Community participation is essential in the choice of methods, in co-operation, in storage and in decisions about separation and recovery of resources, as will be explained later.


Forms of In primary waste-collection, community participation in waste management may be distinguished in two main forms:

1. The efforts of the community to collect and transport waste to a few central places, where the municipal refuse-collection service will remove it for final disposal elsewhere;

2. The efforts of the community to extract certain materials from the waste for commercial or manufacturing purposes (recycling).

The first type requires co-operation from the whole community and special tasks for a few individuals. The choice of collection system influences the transporting of household waste to collection points.
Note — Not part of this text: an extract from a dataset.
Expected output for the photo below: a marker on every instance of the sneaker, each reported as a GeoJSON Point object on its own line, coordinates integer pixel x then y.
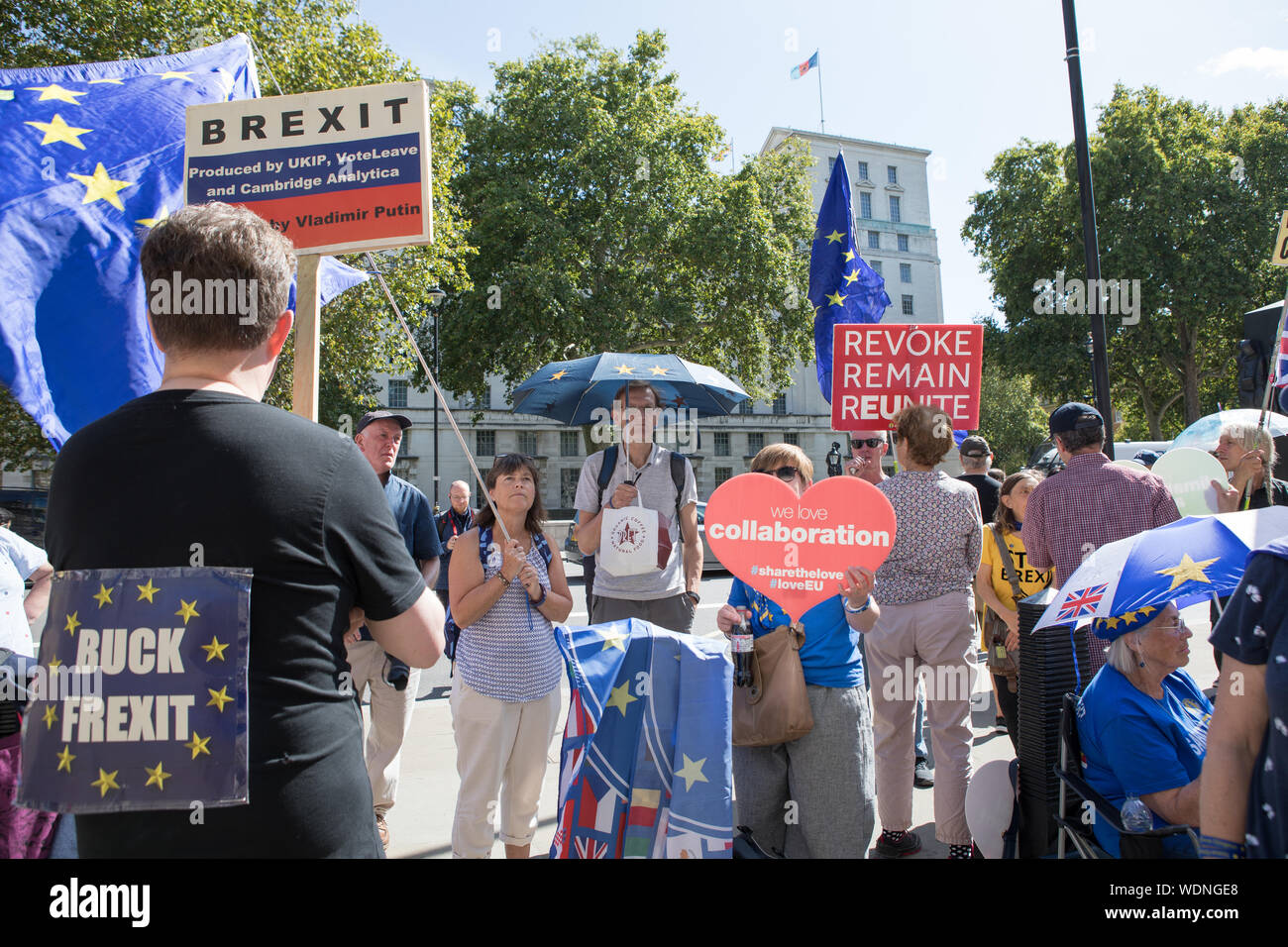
{"type": "Point", "coordinates": [909, 845]}
{"type": "Point", "coordinates": [922, 777]}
Every individual household is involved in this. The second type also requires separate storage of certain items (glass, paper and kitchen waste), so that these materials can be recycled with the least possible soiling. Here, some people may be paid for their work in sorting, recycling and remanufacturing.

In the secondary waste-collection cycle, large tasks, such as the emptying of communal containers and transporting waste to depots, are often given to paid workers. Management is vital for planning and co-ordinating community efforts. In the absence of efficient municipal services, this means considerable work by the residents which should be rewarded.

Most recycling activities in developing countries are organized outside the community on a commercial basis. In some countries, recycling is highly organized and very profitable; in others, it hardly exists. The establishment of efficient recycling and remanufacturing options in low-income areas provides a firm basis for developing community-based waste-disposal management.


1. How is waste-collection organized at present in your town?

(a) Is it a centralized or decentralized system?
(b) What type of equipment is used?
(c) What are the major shortcomings of the present system?

2. What waste materials are at present recycled in your town?